Studs, hailing form the from the heartland and it's great capital city Chicago; the great chronicler of the 20th century and it's working class, was one of the few genuine things in in the USA that I can be proud about.
Like all of the other few remaining good things here, it is a tragedy that 999 out of 1000 USAns (outside of Chicago) today would look at this article and say, "Studs who"?
God _damn_ America for that!
Rest in peace. Studs.
This posting shocks and angers me with the "God damn American for that." NO! Too many CD posters eschew personal responsibility. I had a mother who encouraged curiosity and we shared our "discoveries" - one of mine being Studs Terkel. Shame on anyone whose curiosity and interest did not land them in Studs Terkel's path. But more so than that ... how sorry I am for you.

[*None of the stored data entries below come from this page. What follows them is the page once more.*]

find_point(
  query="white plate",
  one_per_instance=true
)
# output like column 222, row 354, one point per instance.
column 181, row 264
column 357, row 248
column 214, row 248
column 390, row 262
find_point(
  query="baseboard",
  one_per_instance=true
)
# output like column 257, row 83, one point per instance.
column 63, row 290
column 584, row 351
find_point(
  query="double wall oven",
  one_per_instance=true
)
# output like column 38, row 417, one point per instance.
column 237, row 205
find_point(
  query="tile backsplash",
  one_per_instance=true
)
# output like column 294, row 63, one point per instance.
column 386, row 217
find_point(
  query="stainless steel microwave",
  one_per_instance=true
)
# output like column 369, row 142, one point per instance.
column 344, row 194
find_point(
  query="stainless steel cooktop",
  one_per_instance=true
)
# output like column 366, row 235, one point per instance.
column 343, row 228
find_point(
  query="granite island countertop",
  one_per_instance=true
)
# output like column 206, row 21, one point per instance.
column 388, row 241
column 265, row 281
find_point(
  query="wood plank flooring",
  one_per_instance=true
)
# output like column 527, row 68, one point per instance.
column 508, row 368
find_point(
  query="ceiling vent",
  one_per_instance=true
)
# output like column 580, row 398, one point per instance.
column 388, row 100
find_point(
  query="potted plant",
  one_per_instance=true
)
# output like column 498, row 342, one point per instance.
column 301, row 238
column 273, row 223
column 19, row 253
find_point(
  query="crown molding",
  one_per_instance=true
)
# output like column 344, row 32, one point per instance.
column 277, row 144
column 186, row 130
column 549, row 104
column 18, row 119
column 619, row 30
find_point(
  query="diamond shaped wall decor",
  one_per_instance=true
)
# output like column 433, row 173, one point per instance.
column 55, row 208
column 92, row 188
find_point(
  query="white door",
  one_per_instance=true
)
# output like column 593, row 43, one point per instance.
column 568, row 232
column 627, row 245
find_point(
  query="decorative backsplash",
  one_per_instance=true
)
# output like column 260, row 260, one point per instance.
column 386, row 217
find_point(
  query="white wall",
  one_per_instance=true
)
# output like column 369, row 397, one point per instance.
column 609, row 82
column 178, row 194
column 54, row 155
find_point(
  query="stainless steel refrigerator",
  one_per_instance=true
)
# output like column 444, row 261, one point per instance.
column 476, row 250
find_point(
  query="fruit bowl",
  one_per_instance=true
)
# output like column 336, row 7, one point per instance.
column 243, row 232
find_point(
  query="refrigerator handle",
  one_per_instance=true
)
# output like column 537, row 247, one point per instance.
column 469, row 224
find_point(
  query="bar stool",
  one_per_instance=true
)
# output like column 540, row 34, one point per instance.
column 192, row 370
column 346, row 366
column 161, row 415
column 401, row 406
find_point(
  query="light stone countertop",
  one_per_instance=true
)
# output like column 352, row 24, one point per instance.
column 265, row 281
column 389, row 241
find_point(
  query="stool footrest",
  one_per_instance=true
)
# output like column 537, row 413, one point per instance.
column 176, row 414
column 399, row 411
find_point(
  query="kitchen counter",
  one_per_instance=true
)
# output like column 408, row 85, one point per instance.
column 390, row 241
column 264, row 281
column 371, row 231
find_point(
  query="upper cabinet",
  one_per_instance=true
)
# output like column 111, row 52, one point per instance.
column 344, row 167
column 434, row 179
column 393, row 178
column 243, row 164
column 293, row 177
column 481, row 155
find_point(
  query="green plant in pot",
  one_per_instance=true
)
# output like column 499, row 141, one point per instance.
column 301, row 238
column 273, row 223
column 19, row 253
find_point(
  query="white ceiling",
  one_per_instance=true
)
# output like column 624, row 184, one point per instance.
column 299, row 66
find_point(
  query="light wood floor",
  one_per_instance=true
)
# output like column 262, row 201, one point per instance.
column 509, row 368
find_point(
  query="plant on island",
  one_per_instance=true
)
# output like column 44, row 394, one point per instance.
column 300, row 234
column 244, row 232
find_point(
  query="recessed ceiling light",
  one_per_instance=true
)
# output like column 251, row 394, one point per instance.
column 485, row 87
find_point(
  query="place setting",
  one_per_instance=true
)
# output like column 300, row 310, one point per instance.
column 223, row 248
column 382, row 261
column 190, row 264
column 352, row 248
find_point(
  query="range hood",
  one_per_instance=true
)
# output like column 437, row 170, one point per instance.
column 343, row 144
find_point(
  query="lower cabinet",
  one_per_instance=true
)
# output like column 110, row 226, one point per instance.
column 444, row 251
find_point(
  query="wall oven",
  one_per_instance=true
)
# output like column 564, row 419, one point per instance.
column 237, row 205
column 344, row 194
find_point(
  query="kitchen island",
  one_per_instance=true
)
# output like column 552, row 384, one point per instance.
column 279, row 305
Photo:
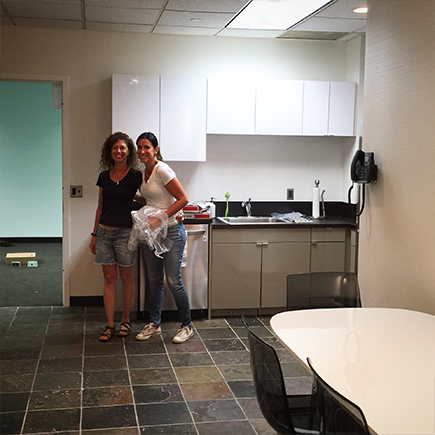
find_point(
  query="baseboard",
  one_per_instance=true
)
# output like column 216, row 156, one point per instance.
column 11, row 241
column 86, row 301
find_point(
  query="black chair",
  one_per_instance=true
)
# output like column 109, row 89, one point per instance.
column 322, row 290
column 338, row 415
column 287, row 414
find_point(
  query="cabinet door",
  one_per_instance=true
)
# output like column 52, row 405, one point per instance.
column 279, row 107
column 135, row 104
column 235, row 276
column 342, row 109
column 183, row 118
column 279, row 260
column 316, row 107
column 230, row 106
column 328, row 257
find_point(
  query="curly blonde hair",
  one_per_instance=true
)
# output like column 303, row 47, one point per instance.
column 106, row 161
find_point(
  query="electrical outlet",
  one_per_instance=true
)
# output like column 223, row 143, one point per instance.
column 76, row 191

Now this man was truly a Great American. Intelligent, talented, involved.
His wisdom was ageless, his council priceless, and history will show that there were or are few his equal, forget his better; they have not been born yet, if they ever will at all.
God Bless Studs.
He was one of a kind and a great progressive voice. He was truly the embodiment of what Vonnegut called the "American Freshwater Socialist".
Thank you "Studs" Terkel - I read your books. Now to live them.